Ces observations valent aussi bien pour les gouvernements que pour la population et montrent que, sur le plan idéologique, le soutien politique existe. En effet, tous les partis, exception faite pour les oppositions nationales de régime, et la population tout entière, exception faite pour des fractions insignifiantes, sont favorables. Il va de soi que l’attitude favorable sur le plan idéologique ne se traduit pas en action politique tant que ne se manifestent pas des circonstances historiques propices, et peut même s’obscurcir si les circonstances historiques y sont contraires. En pratique, la faveur idéologique signifie seulement qu’il n’y a pas d’obstacle insurmontable.
Les facteurs historiques
II. — Facteurs historiques. L’élément qui met en évidence le renversement de la situation historique de l’Europe occidentale (et qui se manifeste embryonnairement, malgré l’oppression, en Europe orientale également) réside en ce que les conflits armés entre la France, l’Allemagne et les autres Etats européens sont devenus absolument inimaginables. C’est une situation que reconnaissent toutes les personnes de bon sens, mais dont on ne peut comprendre le caractère véritable tant qu’on ne se rend pas compte que cela signifie que les Etats nationaux, pris isolément, n’accomplissent plus leur tâche fondamentale : garantir la sécurité, c’est-à-dire qu’ils ne sont plus des Etats dans le vrai sens du terme, qu’ils ne contrôlent plus le destin de leurs citoyens. Pour effacer les associations d’idées liées à la terminologie nationale du passé, qui empêche la compréhension de cette situation, il faut l’exprimer à l’aide d’expressions adéquates qui indiquent clairement ce qui est sur le point de finir et ce qui est sur le point de commencer à sa place. Ces expressions nous semblent être les suivantes : les nations sont restées souveraines, mais nous assistons aux phénomènes liés entre eux du déclin des souverainetés nationales et du développement de l’unité de fait européenne.

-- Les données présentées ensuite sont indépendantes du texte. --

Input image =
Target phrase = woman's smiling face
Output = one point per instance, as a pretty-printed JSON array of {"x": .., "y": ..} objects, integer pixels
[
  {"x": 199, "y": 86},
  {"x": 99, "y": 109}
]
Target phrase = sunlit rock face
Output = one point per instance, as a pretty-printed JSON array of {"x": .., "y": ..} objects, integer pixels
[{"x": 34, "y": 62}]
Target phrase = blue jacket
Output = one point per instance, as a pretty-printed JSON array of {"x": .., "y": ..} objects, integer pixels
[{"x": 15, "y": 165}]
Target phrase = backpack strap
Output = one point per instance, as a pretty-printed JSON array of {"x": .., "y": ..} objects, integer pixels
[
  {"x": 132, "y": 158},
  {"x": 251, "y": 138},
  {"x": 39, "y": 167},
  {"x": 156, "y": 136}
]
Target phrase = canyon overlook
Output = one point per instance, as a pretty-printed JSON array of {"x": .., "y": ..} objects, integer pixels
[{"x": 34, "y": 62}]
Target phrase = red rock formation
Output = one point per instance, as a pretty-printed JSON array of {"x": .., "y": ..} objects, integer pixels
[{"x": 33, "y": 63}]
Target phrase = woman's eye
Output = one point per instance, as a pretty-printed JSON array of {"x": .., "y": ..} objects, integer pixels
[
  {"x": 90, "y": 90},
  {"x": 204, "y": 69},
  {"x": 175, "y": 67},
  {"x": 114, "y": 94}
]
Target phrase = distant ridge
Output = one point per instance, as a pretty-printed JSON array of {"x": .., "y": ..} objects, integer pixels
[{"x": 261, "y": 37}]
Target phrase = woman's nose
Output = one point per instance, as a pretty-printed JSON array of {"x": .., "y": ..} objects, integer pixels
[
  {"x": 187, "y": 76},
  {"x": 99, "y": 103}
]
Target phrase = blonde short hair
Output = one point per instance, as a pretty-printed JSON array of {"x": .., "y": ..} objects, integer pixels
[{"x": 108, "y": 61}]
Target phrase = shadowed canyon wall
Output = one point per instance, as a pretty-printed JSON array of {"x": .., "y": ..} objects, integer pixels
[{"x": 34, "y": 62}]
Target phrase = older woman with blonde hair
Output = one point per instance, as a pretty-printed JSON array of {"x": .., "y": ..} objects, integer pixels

Le contenu de ces expressions devient transparent, à peine se rend-on compte de leur rapport avec une autre donnée de fait, elle encore aussi universellement admise que méconnue dans ses conséquences. La voici : au stade actuel de l’évolution du processus de production en Europe, la dimension des grands problèmes de politique extérieure, militaire, économique et sociale a atteint un ordre de grandeur « supranational », autrement dit une dimension dépassant celle des Etats européens, qui sont des nations typiques, avec représentation unitaire de la souveraineté, selon le modèle français (à ce propos, il faut se rappeler que les Etats-Unis et l’Union Soviétique sont quelque chose de plus que de simples nations : ce sont des fédérations, bien qu’imparfaites, autrement dit des communautés politiques qui, grâce à la duplication de la représentation souveraine, peuvent rassembler différentes communautés nationales et atteindre des dimensions continentales).
Et voici les conséquences. Les problèmes majeurs, à cause de leur dimension qui a dépassé celle des Etats, ne sont plus solubles dans leur sein. En théorie, ils sont solubles dans le seul cadre européen. En pratique, étant donné l’absence d’un pouvoir politique européen, ils finissent par ne trouver que des solutions imparfaites dans le cadre de l’unité imparfaite compatible avec le maintien de la souveraineté formelle des Etats. Mais toute solution commune, bien qu’imparfaite, modifie la situation de telle façon que les nouveaux problèmes qui se présentent requièrent, pour leur solution, un degré encore accru d’unité.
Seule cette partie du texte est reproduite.